Açık ve yeşil alanların, kentin fiziksel, psikolojik ve sağlık açısından birçok görevleri vardır. Özelikle büyük kentlerde yaşayanların soluk alma yerleri olduğu gibi, kentin yıpratıcı etkisinden kurtulmak için sığınacak bir barınak; trafiği düzenleyen bir araç konumundadırlar. Bu işlevlerine ek olarak, kentin bütününe fiziksel denge sağlar; yerleşim alanlarına mikroklimatik özellikler kazandırır; ışık, gürültü ve yaya emniyeti için önemli bir rol oynar; dinlenme için organize edilmiş bir mekan ortaya koyar; yerleşim alanlarına organik bir doku ve estetik değer kazandırır [Öztan, 1976].

Bir kentin sağlıklı bir gelişim göstermesi, her şeyden önce o kentteki yeşil alan miktarının yeterli olmasıyla mümkündür. Bunun yanı sıra, bu alanların uygun bir dağılışta olması ve onlardan yararlanan insanlar için kentsel mekanlarda uygun bir düzende ve yeterli olanaklara sahip olması zorunluluğu olmalıdır [Öztan, 1968].

Yeşil alan planlamalarında özel olarak kabul edilmiş bir standart olmamakla birlikte her ülkede açık ve yeşil alan gereksinimini doğuran başlıca nedenler farklı olduğundan, planlama çalışmalarında kullanılmak üzere çok sayıda kriter geliştirilmiştir. Her yerde kullanılabilecek kesin kriterler bulmak ve bunları kentsel alanlarda kullanmak olanaksızdır. Bu nedenle her ülke kendi koşullarına uygun standartlar geliştirmiş ve uygulamaya koymuştur [Nasuh, 1993].

Ancak ortak olan şudur ki, yeşil alan planlamasında standart hesaplamak için bir takım genel etmenler dikkate alınmaktadır. Bunlar; alanı kullanacak kentlinin nüfusu, nüfusun dağılımı, yaşı, yoğunluğu, cinsiyeti, medeni durumu, eğilimleri, kültürü ve eğitimi, geliri sağlık gibi özellikleri ile birlikte kentin iklimi, büyüklüğü, doğaya yakınlığı, ulaşımı vb. şeklinde çoğaltılabilir. Kısacası o ülkenin tüm özellikleri yeşil alan standartlarının kriteri olarak sayılabilir.

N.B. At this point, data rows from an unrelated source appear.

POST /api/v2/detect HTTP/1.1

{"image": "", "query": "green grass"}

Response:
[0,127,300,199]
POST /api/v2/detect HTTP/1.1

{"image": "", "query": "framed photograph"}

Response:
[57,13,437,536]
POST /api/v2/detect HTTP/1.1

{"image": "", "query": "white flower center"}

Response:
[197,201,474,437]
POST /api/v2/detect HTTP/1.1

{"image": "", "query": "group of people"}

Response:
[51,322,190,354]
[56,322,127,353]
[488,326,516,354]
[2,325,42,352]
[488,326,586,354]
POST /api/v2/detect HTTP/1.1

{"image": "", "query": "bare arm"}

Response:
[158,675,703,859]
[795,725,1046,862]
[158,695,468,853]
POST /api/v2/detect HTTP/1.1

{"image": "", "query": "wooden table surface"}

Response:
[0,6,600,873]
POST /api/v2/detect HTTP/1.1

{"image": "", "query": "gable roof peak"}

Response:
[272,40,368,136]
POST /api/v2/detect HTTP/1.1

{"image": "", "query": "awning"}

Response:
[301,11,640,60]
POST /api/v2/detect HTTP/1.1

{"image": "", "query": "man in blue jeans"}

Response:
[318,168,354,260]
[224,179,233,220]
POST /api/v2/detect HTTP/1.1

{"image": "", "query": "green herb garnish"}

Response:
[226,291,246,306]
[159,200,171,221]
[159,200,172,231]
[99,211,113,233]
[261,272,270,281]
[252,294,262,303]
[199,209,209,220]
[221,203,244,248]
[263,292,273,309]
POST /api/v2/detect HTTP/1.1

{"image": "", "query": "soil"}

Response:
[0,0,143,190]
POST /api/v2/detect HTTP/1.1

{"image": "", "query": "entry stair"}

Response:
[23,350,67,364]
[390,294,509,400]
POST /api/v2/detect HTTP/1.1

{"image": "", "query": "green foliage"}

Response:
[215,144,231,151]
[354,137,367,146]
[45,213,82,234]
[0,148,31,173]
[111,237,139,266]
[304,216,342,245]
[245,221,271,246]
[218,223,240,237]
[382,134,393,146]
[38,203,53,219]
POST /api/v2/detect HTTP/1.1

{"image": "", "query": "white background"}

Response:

Ülkemizde 1933-1956 yılları arasında yapılan imar planlarında 2290 sayılı Yapı Yollar Yasası’nın 4. maddesine uyularak, kişi başına 65 m2 kent alanı ayrılmıştır. Bu toplam alan; yeşil alanları, koru, çayır, göl ve oyun yerleri sınıflamasıyla ele almış ve kişi başına 4 m2’ lik bir standart önermiştir [Nasuh, 1993]. 2 Eylül 1999 tarih ve 23804 sayılı resmî gazete’de yayımlanan imar kanununda ise 10 m2/kişi’lik öneri yeşil alan değeri getirilmiştir [Anonim, 1999].

Çizelge 4.3.’den görülüyor ki, ülkemiz açık ve yeşil alanlar bakımından diğer dünya ülkelerinin standartlarının çok altında değerlere sahiptir. Yeşil alan miktarını arttırıcı planlamaların yapılması en azından minimal değerlere ulaşmak ilk hedef olmalıdır. Bu amaçla yapılacak planlama çalışmalarında, saptanmış standartların göz önüne alınması yararlı olabilir [Çizelge 4.4].

Çizelge 4.3. Avrupa’nın bazı kentleri ile ülkemizin bazı kentleri açık ve yeşil alan standartlarının karşılaştırılması [Tümer, 1976]

Kentler m2/kişi Stockholm 100 Rotherdam 30 Ankara 2,3 Adana 0,2 İzmir 2,7

Tekirdağ kentini irdelediğimizde ise, aktif yeşil alanların yetersiz olduğu açıkça görülmektedir. Toplam alan içinde sadece %0.5 lik paya sahip olup 9,3 ha’lık bir alana yayılmıştır [Anonim, 2003b].